At Opening Arguments, Prosecutors Say Afternoon of PCP Smoking Ended with Fatal Shot

Jurors heard opening arguments Tuesday in the murder trial against Karl Pugh.

Pugh, 30, is charged with second-degree murder and three firearms charges in connection with the shooting death of 27-year-old Quentin Joavor Ragland.

Prosecutors believe that on Sept. 20, 2011, Pugh shot Ragland in the eye for reasons that remain unclear.

“Mr. Pugh put a bullet right through his friend’s eye,” Assistant U.S. Attorney Michael Truscott said during opening arguments. “He did not set out and plan to kill Mr. Ragland, but it happened.”

Jason Downs, Pugh’s defense attorney, argued that Pugh had no reason to shoot his friend and that someone else pulled the trigger outside Ragland’s apartment that day.

“You will not find Mr. Pugh’s fingerprints on that gun,” Downs said during opening statements. “The government has no idea who left their DNA on the trigger of that gun.”

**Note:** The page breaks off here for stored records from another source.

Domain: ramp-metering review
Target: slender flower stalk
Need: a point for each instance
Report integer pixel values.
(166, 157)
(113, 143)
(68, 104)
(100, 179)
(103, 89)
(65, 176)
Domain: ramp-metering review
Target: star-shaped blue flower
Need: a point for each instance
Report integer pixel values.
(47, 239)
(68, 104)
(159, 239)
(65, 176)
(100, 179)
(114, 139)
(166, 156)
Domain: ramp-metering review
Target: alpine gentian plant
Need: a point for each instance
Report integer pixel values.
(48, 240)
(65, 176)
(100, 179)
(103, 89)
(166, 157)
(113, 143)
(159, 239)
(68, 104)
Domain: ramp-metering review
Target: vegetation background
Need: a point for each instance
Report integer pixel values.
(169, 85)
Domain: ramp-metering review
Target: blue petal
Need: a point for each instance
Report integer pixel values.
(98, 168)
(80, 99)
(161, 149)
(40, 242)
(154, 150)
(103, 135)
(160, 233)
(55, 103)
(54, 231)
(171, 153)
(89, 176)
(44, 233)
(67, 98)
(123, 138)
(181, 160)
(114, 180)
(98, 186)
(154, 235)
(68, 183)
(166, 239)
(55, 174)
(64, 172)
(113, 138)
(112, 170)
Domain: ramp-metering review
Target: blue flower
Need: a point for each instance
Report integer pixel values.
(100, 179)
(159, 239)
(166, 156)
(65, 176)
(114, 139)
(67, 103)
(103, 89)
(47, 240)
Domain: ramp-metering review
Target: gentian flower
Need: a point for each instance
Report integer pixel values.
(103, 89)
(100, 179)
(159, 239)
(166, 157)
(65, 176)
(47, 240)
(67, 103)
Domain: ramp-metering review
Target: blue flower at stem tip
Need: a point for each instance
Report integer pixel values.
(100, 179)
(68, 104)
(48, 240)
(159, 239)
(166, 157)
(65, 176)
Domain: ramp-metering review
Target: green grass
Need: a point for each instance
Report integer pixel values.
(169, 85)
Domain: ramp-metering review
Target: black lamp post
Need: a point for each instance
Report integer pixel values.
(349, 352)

What is not in dispute is that together Pugh, Ragland, and another person smoked PCP the afternoon Ragland was killed.

At trial, a witness testified that Ragland drove her and Pugh to obtain PCP from a dealer who lived a short distance from Ragland’s apartment on Southern Avenue Southeast. The three of them smoked two “dippers” in Ragland’s vehicle outside his apartment complex before going their separate ways. Pugh and Ragland, the witness testified, planned to head into Ragland’s apartment.

The witness said no argument nor confrontation had occurred in her presence. And when the group separated, Ragland was laughing and joking, but Pugh looked angry, the witness testified.

A few minutes later, as she was leaving a nearby grocery market, the witness heard police sirens coming up the street. She never heard a gun shot, according to trial testimony.

Police found Ragland lying in the hallway outside his apartment suffering from a single gunshot wound to his eye; his apartment keys were in his left hand. The front door to his apartment was ajar when police arrived on the scene, and a pile of scattered CD’s were in the doorway.

The gun that was later recovered from a nearby parking lot was a 1910 Colt revolver, which contained the wrong type of ammunition, Truscott said during opening statements. Technicians were unable to fire the gun to determine if it had been used to kill Ragland because of safety issues, Truscott added.

Trial will resume Wednesday morning in Judge Ronna Beck’s courtroom.